Heritage Trees come in all shapes and sizes, but what binds them together is that they all have a story to tell. From oak groves that predate white settlement to a Douglas fir that grew from a seed that orbited the moon, Heritage Trees bring history to life. Oregon Heritage Trees are nominated by members of the public and then researched by a team of experts. Those chosen are significant in some way, and there is a plaque in front of each one explaining why it has this designation.

Salem is lucky to have some amazing Heritage Trees that tell many different stories about Marion County and its history. Some heritage trees are familiar to anyone living in Salem, like the Waldo tree or the oak grove at the State Fairgrounds. Others are more hidden but definitely worth checking out.

Waldo Park Tree

605 Summer Street NE, Salem

Heritage Trees of Salem
The giant sequoia at Waldo Park, Salem’s tiniest park. Photo credit: Andrew Parodi

For many people in Salem, the giant sequoia at Waldo Park is the giant historic tree that comes to mind. It is situated in the tiniest park in Salem (at .005 acres), consisting of the tree and two benches. The tree is 82 feet high, towering over the trees around it.
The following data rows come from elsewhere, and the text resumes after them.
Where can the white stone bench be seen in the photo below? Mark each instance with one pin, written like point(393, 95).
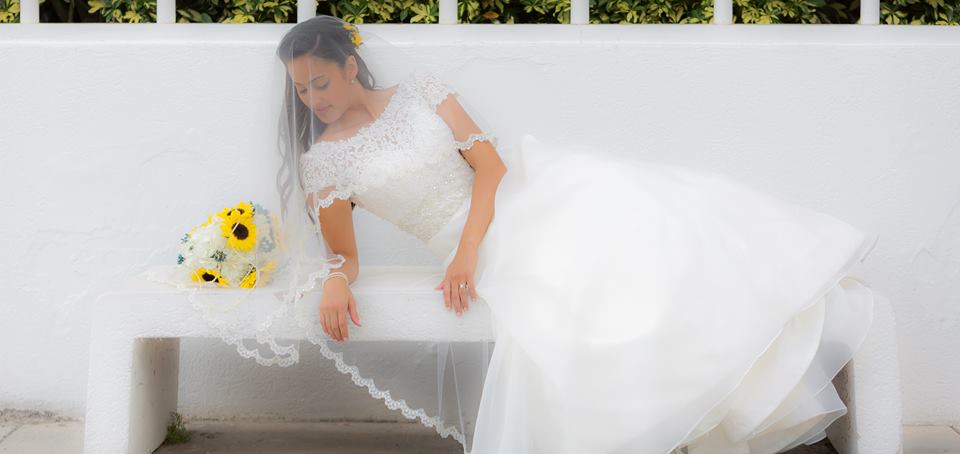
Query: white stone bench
point(136, 332)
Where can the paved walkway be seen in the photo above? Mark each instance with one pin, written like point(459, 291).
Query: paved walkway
point(29, 432)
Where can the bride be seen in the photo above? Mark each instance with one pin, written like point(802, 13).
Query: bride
point(638, 307)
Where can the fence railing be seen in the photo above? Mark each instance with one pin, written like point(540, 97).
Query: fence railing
point(579, 11)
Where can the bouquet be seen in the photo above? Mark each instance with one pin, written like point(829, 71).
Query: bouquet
point(236, 247)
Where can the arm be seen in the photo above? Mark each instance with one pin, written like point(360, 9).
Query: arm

Judge William Waldo bought the sequoia seed, planted it in 1872, and remained very protective of the tree throughout his life. When he planted it, his property was outside of city limits, even though today it’s situated two blocks from the capitol mall and just across the street from the popular Salem Saturday Market. As Salem grew, Waldo’s property became vital to the new system of roads being laid. He died in 1911, and even then, the city found the redwood in the way of their road projects. Yet, over and over, people and groups stepped in to save the tree.
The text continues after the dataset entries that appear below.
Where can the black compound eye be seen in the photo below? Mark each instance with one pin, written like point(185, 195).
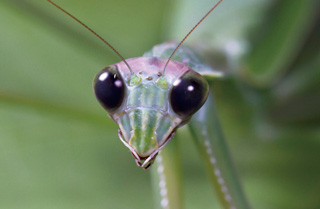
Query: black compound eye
point(109, 88)
point(188, 94)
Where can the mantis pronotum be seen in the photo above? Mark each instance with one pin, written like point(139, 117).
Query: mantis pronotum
point(150, 97)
In 1936, the American War Mothers successfully got the tree and a small piece of land surrounding it to be declared a public park. Because of its location jutting out into Summer Street, the tree would have been cut long ago if not for its protection as a park.
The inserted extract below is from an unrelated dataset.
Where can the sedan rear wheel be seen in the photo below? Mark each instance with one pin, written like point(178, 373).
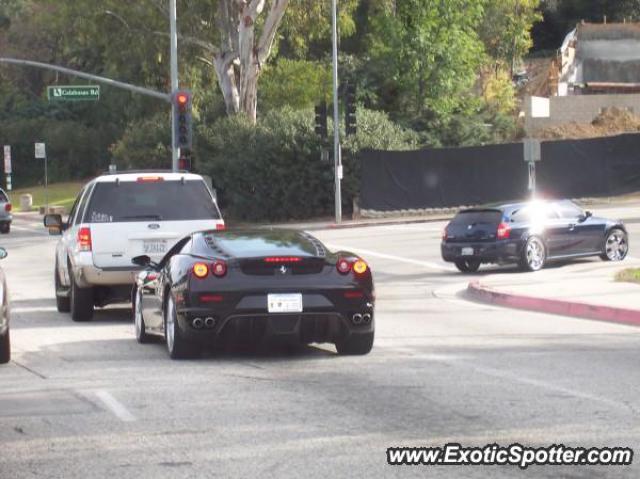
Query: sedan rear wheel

Another amazing giant sequoia and Heritage Tree in Marion County, the Benedictine Sisters Sequoia, is at the Benedictine Queen of Angels Monastery at Mt. Angel, planted by Sister Protasia Schindler in 1893.

Heritage Trees of Salem
The Willamette University Star Trees, planted by the class of 1942. Photo credit: M. O. Stevens

Star Trees at Willamette University

900 State Street, Salem

The tallest giant sequoias on any campus in the United States, Willamette University’s Star Trees sit across from the Capitol at the edge of the Willamette campus. The trees were presented to the university as a centennial gift by the class of 1942. Planted together, the five trees are situated so that they outline the sky in a star shape when standing in the center of the circle. During the holidays, the 160-foot-tall trees are strung with lights, and the Salem community is invited to a tree lighting.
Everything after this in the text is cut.